1. Convenience Goods: Goods which the consumer wants to buy with maximum convenience are mostly non-durable, bought in small quantities, are of low value, and frequently purchased are called “convenience goods” like milk, bread etc. These goods which are planned buys are called “staple goods” where are goods like newspapers, candies, etc which are bough impulsively and where not planned are called “impulse goods”.
2. Shopping goods: The goods which are of higher value, purchased infrequently after a lot of comparing and deliberation by the consumer are called “shopping goods” like televisions, refrigerators etc.
3. Specialty goods: Goods which are special for a consumer for which he has planned a lot and wants at all costs are called “specialty goods” like clothing of a special brand, automobile of a particular brand, jewellery etc.
Industrial Goods: Goods which are bought by companies to produce other products which are sold later are called “industrial goods”, these goods can be directly or indirectly used in the production of goods which are classified according to their usage instead of consumer habits. The durable goods are called “capital items” as they are of very high value and non-durable goods are called “expense items” and are usually used within a year. They have been categorized into five subcategories:
· Industrial supplies: These include frequently bought expense items like computer paper, office supplies, light bulbs which help in the production of a final product are called industrial supplies.
· Installations: Capital items used directly in making other goods are called “installation goods” like machine tools, conveyor systems commercial ovens etc.
· Fabricated parts and materials: Goods which are used in a final product without processing are called “fabricated parts” like batteries, spark plugs, etc, used in automobiles.
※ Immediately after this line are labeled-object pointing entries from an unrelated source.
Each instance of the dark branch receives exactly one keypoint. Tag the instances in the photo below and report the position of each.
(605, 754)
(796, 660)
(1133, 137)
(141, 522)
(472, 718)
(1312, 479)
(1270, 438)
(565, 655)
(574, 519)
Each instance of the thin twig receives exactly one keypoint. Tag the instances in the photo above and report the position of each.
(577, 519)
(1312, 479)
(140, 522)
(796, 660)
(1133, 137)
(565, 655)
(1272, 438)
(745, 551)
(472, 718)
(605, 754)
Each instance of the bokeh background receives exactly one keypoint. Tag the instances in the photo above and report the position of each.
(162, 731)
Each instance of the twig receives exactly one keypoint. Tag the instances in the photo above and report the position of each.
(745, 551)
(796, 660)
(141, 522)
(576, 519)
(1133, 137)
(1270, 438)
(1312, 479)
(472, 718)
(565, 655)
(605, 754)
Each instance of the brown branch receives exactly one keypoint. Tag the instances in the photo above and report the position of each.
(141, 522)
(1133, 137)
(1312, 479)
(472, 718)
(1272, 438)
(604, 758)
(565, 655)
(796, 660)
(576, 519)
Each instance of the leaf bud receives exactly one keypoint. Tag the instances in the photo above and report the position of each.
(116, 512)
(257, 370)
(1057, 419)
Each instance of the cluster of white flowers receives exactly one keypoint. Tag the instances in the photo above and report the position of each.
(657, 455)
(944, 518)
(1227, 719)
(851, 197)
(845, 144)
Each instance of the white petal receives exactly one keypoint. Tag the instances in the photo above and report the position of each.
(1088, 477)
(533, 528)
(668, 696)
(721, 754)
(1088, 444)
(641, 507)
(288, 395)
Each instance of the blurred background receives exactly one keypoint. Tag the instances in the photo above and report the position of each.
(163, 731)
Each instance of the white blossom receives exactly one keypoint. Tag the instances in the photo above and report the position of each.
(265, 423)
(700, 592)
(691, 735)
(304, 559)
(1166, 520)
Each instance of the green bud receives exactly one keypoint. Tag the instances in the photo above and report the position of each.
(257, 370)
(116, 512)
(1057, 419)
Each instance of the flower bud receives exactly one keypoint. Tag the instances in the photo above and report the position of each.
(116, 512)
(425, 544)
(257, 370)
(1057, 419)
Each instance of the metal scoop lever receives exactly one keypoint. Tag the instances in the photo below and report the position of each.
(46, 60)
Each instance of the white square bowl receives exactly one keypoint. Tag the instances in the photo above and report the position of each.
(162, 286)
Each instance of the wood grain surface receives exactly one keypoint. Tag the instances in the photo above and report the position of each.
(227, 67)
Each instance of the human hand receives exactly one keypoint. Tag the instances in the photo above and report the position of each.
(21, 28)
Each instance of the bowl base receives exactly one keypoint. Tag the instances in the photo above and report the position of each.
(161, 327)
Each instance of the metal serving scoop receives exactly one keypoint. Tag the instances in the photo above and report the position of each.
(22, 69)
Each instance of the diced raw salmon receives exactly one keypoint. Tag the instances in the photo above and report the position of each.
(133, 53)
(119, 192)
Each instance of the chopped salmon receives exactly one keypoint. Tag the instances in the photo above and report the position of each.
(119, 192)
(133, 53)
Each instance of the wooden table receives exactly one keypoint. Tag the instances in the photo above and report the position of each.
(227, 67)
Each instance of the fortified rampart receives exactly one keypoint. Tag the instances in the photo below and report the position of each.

Items which require processing before using in final products are called “fabricated materials” such as steel, fabric for upholstery etc.
· Accessory Equipment: Accessory equipment are capital items which have a shorter life and are less expensive than installations such as hand tools, desk computers etc.
· Raw Materials: Products bought in their raw form like crude oil, iron etc which need to be processed before producing any goods are called “raw materials”.
Differences Between Consumer And Industrial Goods
Given below are some of the differences between consumer and industrial goods.
1. The consumer goods are those which are meant for final consumption by the consumer or in simple words they are used by the consumers directly while industrial goods are those which are not used by the consumers directly but these goods are used for the production of consumer goods.
2. Bread, Soap, furniture are some of the examples of consumer goods while lubricants, copper, timber, tools etc are some examples of industrial goods.
3. While the number of customers for consumer goods is very large but the quality purchased by them is less whereas the number of customers for industrial goods is less but they purchase the quantities in bulk.
4. The demand for consumer goods is autonomous demand as these goods are demanded for ultimate consumption while the demand for industrial goods is derived demand as these industrial goods are used for the production of consumer goods.
5. While the market in which the companies can sell consumers goods is large because of large number of customers whereas in case of industrial goods the market is small because of less number of buyers of such goods.
Conclusion
Industrial goods and consumer goods cannot be clearly differentiated from each other. The differentiation depends on what the consumer intends to do with the product: thus, those goods which are ready and in final forms to be sold and are bought by the consumer to be resold can be classified as “consumer goods” whereas, if the goods are bought by a consumer for their own use to produce other products, they are called “industrial goods”.
REFERENCES
1. M.O. ODE; B.O Duru NNEBUE; C.M. Mathew (2011): Fundamentals of Marketing Principles and Applications, 6th edition, Divine computers, Kaduna.
2. Amber, T. (2003): Marketing and the Bottom Line. The New Methods of Corporate Wealth, 2nd ed. Pearson Education, London.
3. Internet “Google”
4. Abbah Adikwu Linus: Basics to purchasing Management 1st edition Ray Product, Makurdi.